Once he determined its direction and amount of motion, he knew he had found the long-sought Planet X.

"I'll never forget that night," he recalled in 1990. "The evening was cloudy, and there was no chance of examining the planet with one of the larger telescopes, so after having my dinner in Flagstaff, I went to the Orpheum Theater and saw Gary Cooper in The Virginian."

Slipher wanted to study the planet for a while before announcing the discovery, so the staff was sworn to secrecy. Tombaugh didn't even tell his parents, who learned about the discovery when a reporter called after the announcement to get their reaction.

Slipher revealed the discovery on March 13, 1930, on what would have been Percival Lowell's 75th birthday. Coincidentally, it was also the 149th anniversary of Wilhelm Herschel's discovery of the planet Uranus in 1781.

Later discoveries

The Associated Press voted the discovery one of the top news stories of 1930. Once the initial excitement of Pluto's discovery died down, Tombaugh went back to his survey. By 1943 he had photographed and examined nearly three-fourths of the sky. Although he didn't find any other planets, he discovered a remarkable assortment of astronomical objects: a globular cluster, six star clusters, about 1,800 variable stars, two comets, 700 asteroids, nearly 30,000 galaxies and the first known supercluster of galaxies.

In 1955, Tombaugh joined the faculty of New Mexico State University in Las Cruces. Long after his retirement in 1973, he remained active in the astronomical world. When he wasn't giving guest lectures, he often could be found in his backyard, still observing the heavens with the 9-inch reflector he made as a young man back in Kansas.

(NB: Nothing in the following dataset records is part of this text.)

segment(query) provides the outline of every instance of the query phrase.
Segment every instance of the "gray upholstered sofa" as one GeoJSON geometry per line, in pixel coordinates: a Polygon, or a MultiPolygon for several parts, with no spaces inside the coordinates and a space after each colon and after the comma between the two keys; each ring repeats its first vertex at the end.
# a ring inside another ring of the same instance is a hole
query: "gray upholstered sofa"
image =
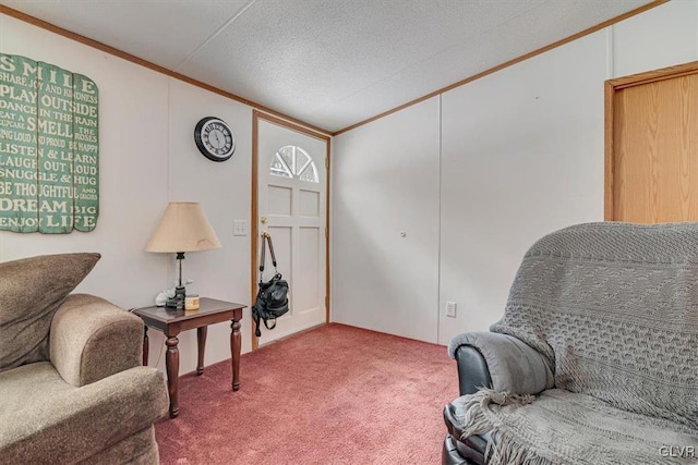
{"type": "Polygon", "coordinates": [[[143,323],[70,294],[98,254],[0,264],[0,463],[158,463],[163,374],[143,367],[143,323]],[[70,295],[69,295],[70,294],[70,295]]]}
{"type": "Polygon", "coordinates": [[[504,317],[448,352],[444,464],[698,463],[698,223],[542,237],[504,317]]]}

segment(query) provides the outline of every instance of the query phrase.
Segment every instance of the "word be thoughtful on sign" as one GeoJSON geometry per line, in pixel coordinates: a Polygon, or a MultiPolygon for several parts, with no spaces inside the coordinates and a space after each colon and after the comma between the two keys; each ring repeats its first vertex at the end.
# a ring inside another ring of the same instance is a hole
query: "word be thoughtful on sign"
{"type": "Polygon", "coordinates": [[[0,53],[0,230],[95,229],[97,103],[91,78],[0,53]]]}

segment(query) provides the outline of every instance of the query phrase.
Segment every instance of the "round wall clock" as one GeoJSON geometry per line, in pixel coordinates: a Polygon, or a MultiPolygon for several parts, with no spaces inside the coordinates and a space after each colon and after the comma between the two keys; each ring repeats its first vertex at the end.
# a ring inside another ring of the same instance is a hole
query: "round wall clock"
{"type": "Polygon", "coordinates": [[[196,147],[213,161],[226,161],[236,151],[236,137],[232,130],[219,118],[206,117],[194,127],[196,147]]]}

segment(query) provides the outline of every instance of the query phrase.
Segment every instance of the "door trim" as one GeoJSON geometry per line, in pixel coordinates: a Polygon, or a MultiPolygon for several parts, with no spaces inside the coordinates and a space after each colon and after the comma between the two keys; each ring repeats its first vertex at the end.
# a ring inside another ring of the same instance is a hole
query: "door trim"
{"type": "MultiPolygon", "coordinates": [[[[264,113],[258,110],[252,110],[252,228],[250,229],[252,241],[250,246],[250,276],[252,279],[250,280],[250,302],[251,305],[254,305],[254,299],[257,295],[257,266],[260,258],[257,257],[258,249],[258,238],[260,238],[260,225],[258,225],[258,216],[260,208],[257,203],[258,195],[258,170],[260,170],[260,156],[258,156],[258,144],[257,136],[260,135],[260,120],[267,121],[272,124],[276,124],[281,127],[286,127],[291,131],[297,131],[299,133],[305,134],[310,137],[314,137],[321,140],[324,140],[327,144],[327,154],[326,154],[326,175],[327,175],[327,185],[326,185],[326,201],[325,201],[325,323],[329,322],[329,191],[330,191],[330,159],[329,156],[332,154],[332,137],[317,133],[309,127],[301,126],[299,124],[294,124],[288,121],[285,121],[280,118],[273,117],[270,114],[264,113]]],[[[254,334],[254,325],[250,326],[251,331],[251,341],[252,341],[252,350],[255,351],[258,347],[260,341],[258,338],[254,334]]]]}
{"type": "Polygon", "coordinates": [[[698,61],[691,61],[689,63],[678,64],[675,66],[662,68],[660,70],[648,71],[645,73],[633,74],[624,77],[616,77],[605,82],[604,90],[604,182],[603,182],[603,220],[615,221],[614,215],[614,105],[615,94],[618,90],[641,86],[645,84],[655,83],[659,81],[672,79],[675,77],[682,77],[689,74],[698,73],[698,61]]]}

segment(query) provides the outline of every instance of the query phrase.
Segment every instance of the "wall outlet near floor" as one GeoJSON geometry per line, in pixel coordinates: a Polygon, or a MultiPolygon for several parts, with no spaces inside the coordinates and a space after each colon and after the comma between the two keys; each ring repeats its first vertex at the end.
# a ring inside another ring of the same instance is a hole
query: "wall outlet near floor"
{"type": "Polygon", "coordinates": [[[456,318],[456,303],[455,302],[446,302],[446,316],[456,318]]]}
{"type": "Polygon", "coordinates": [[[248,235],[248,221],[234,220],[232,222],[232,235],[248,235]]]}

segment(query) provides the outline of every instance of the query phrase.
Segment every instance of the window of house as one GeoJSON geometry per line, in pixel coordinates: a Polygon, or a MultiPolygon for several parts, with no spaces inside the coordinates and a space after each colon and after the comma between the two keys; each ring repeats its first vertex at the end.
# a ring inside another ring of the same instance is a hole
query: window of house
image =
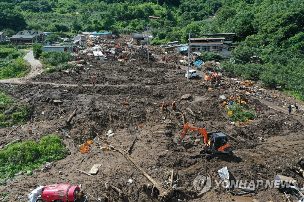
{"type": "Polygon", "coordinates": [[[210,51],[210,47],[209,46],[202,46],[202,51],[210,51]]]}
{"type": "Polygon", "coordinates": [[[212,50],[217,50],[219,49],[219,47],[217,46],[212,46],[212,50]]]}

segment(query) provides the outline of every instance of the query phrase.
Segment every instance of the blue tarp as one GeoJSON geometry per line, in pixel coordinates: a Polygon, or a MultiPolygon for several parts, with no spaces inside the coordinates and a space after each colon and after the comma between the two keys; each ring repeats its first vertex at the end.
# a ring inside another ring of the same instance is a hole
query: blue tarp
{"type": "Polygon", "coordinates": [[[203,61],[201,60],[198,60],[196,62],[195,62],[193,63],[193,64],[199,67],[202,67],[202,63],[203,61]]]}
{"type": "Polygon", "coordinates": [[[188,50],[188,46],[184,46],[184,47],[178,47],[177,49],[181,51],[186,51],[188,50]]]}

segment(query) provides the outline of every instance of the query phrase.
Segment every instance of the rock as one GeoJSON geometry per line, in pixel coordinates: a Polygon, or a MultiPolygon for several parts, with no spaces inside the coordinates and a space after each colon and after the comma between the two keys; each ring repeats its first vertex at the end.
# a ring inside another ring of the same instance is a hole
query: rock
{"type": "Polygon", "coordinates": [[[191,96],[191,95],[189,94],[186,94],[186,95],[184,95],[183,96],[181,96],[181,99],[184,99],[184,100],[188,100],[189,99],[191,99],[192,97],[191,96]]]}
{"type": "Polygon", "coordinates": [[[53,103],[54,104],[60,105],[60,104],[62,104],[63,103],[63,102],[59,99],[55,99],[53,100],[53,103]]]}
{"type": "Polygon", "coordinates": [[[9,114],[12,113],[12,107],[11,107],[9,109],[7,110],[6,110],[4,111],[4,114],[9,114]]]}
{"type": "Polygon", "coordinates": [[[166,124],[172,124],[172,122],[171,121],[171,120],[167,119],[167,120],[165,120],[164,121],[164,123],[165,123],[166,124]]]}

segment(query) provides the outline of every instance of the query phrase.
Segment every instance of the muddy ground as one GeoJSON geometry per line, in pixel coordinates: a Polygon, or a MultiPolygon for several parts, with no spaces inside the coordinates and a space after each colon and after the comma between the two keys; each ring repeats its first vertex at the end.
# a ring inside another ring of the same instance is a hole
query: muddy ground
{"type": "MultiPolygon", "coordinates": [[[[252,122],[235,126],[230,123],[225,107],[218,101],[221,95],[238,95],[238,86],[229,78],[233,75],[224,73],[225,79],[221,82],[223,85],[215,85],[204,81],[203,73],[187,83],[184,77],[184,67],[160,61],[156,58],[148,63],[130,60],[127,63],[110,57],[106,60],[90,60],[87,61],[89,64],[84,65],[90,70],[43,74],[30,80],[58,85],[13,85],[12,98],[26,102],[33,106],[34,112],[25,127],[14,130],[5,140],[9,142],[20,138],[22,141],[37,141],[46,134],[55,133],[62,138],[71,154],[47,171],[34,171],[32,175],[23,175],[17,177],[20,178],[17,181],[0,186],[0,192],[10,193],[5,201],[25,201],[27,194],[40,185],[65,183],[81,184],[85,193],[97,199],[101,197],[102,201],[105,200],[103,194],[110,201],[158,201],[160,199],[158,198],[157,189],[128,158],[116,150],[103,152],[100,148],[110,145],[127,151],[133,142],[129,152],[131,157],[170,193],[163,201],[251,201],[256,199],[260,202],[285,201],[282,190],[263,187],[243,195],[246,197],[233,199],[224,189],[216,188],[214,181],[220,180],[217,171],[225,166],[237,179],[271,180],[279,174],[293,178],[302,187],[304,180],[302,174],[293,169],[295,166],[300,166],[297,162],[304,155],[302,102],[297,103],[300,107],[297,115],[294,114],[294,114],[290,115],[285,103],[295,103],[291,96],[273,89],[267,90],[268,94],[261,96],[245,94],[249,107],[257,107],[260,110],[255,110],[252,122]],[[82,85],[91,84],[93,76],[95,86],[82,85]],[[209,87],[212,90],[208,90],[209,87]],[[273,98],[273,94],[279,99],[273,98]],[[181,100],[186,94],[192,97],[181,100]],[[63,102],[55,105],[54,100],[63,102]],[[170,107],[174,100],[177,103],[177,111],[170,107]],[[128,102],[127,105],[124,104],[126,101],[128,102]],[[163,102],[168,106],[167,111],[160,109],[163,102]],[[76,115],[66,125],[65,120],[76,108],[76,115]],[[177,139],[183,127],[183,115],[186,122],[203,127],[207,131],[217,130],[206,123],[231,135],[233,138],[229,138],[229,141],[234,155],[207,160],[200,154],[202,145],[195,141],[200,138],[199,134],[193,131],[187,133],[185,144],[189,145],[192,141],[197,143],[187,150],[179,145],[177,139]],[[164,123],[167,120],[171,123],[164,123]],[[143,127],[139,127],[140,124],[143,127]],[[77,145],[93,140],[90,151],[81,153],[58,130],[59,126],[63,127],[77,145]],[[29,128],[33,134],[29,134],[29,128]],[[110,129],[116,135],[106,137],[110,129]],[[169,132],[169,134],[153,132],[165,131],[169,132]],[[261,137],[261,141],[258,139],[261,137]],[[88,172],[96,164],[102,166],[94,176],[76,170],[88,172]],[[151,168],[153,166],[157,169],[151,168]],[[168,176],[172,170],[178,173],[175,176],[174,184],[184,190],[173,190],[169,188],[168,176]],[[199,195],[193,192],[193,182],[198,176],[206,173],[210,175],[212,186],[209,191],[199,195]],[[133,180],[132,183],[128,182],[130,179],[133,180]],[[111,186],[120,189],[123,194],[111,186]]],[[[13,128],[0,129],[1,137],[5,138],[13,128]]],[[[292,197],[291,199],[295,199],[292,197]]],[[[95,200],[90,196],[88,200],[95,200]]]]}

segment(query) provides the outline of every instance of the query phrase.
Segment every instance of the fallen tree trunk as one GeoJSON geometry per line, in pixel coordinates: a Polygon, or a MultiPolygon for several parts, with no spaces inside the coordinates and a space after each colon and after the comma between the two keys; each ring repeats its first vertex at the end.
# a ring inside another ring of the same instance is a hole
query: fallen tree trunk
{"type": "Polygon", "coordinates": [[[76,108],[75,109],[74,111],[72,113],[72,114],[69,117],[69,118],[67,119],[67,120],[65,121],[65,123],[66,123],[67,124],[68,124],[70,123],[70,122],[71,122],[72,120],[72,119],[73,118],[73,117],[74,117],[76,115],[76,111],[77,111],[77,109],[76,108]]]}
{"type": "Polygon", "coordinates": [[[114,148],[114,150],[117,151],[119,153],[123,155],[124,156],[126,157],[135,166],[135,167],[138,169],[149,180],[150,182],[152,183],[153,185],[159,191],[159,197],[161,197],[166,196],[168,193],[167,190],[161,187],[161,186],[157,182],[152,178],[149,174],[143,169],[137,163],[134,161],[134,160],[130,156],[130,155],[125,154],[125,152],[119,149],[114,148]]]}
{"type": "Polygon", "coordinates": [[[7,146],[7,145],[9,145],[9,144],[11,144],[11,143],[14,143],[14,142],[20,142],[20,141],[21,141],[21,139],[16,139],[16,140],[15,140],[14,141],[12,141],[10,142],[9,142],[9,143],[8,143],[7,144],[5,145],[4,146],[2,146],[1,148],[0,148],[0,149],[2,149],[2,148],[3,148],[4,147],[6,147],[6,146],[7,146]]]}
{"type": "Polygon", "coordinates": [[[19,127],[20,127],[20,126],[21,126],[21,125],[22,125],[22,124],[20,124],[20,125],[19,125],[17,127],[16,127],[16,128],[14,128],[13,130],[12,130],[11,131],[11,132],[9,132],[9,134],[8,134],[7,135],[7,136],[5,137],[5,139],[6,139],[9,136],[9,135],[10,134],[11,134],[12,133],[12,132],[13,131],[14,131],[15,130],[16,130],[16,129],[17,129],[17,128],[18,128],[19,127]]]}

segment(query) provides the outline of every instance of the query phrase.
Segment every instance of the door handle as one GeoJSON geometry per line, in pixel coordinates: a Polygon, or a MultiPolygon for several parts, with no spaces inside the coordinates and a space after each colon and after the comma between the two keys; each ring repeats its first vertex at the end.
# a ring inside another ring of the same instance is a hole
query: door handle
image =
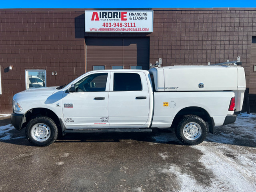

The Smithsonian wanted the reflector for its collection, but Tombaugh turned the Smithsonian down because, well into his 80s, he still was using it.

In 1978, astronomers discovered that Pluto had a moon, which they dubbed Charon. By observing Charon's motion, they finally could determine Pluto's size. It turned out to be much smaller than previously estimated - only 1,420 miles in diameter, about two-thirds the size of Earth's own moon.

Given its size, some astronomers wondered if it should be regarded as a planet. Tombaugh, who died in 1997, had always regarded that debate as nonsense. In 2006, the International Astronomical Union ruled that Pluto should be considered a dwarf planet.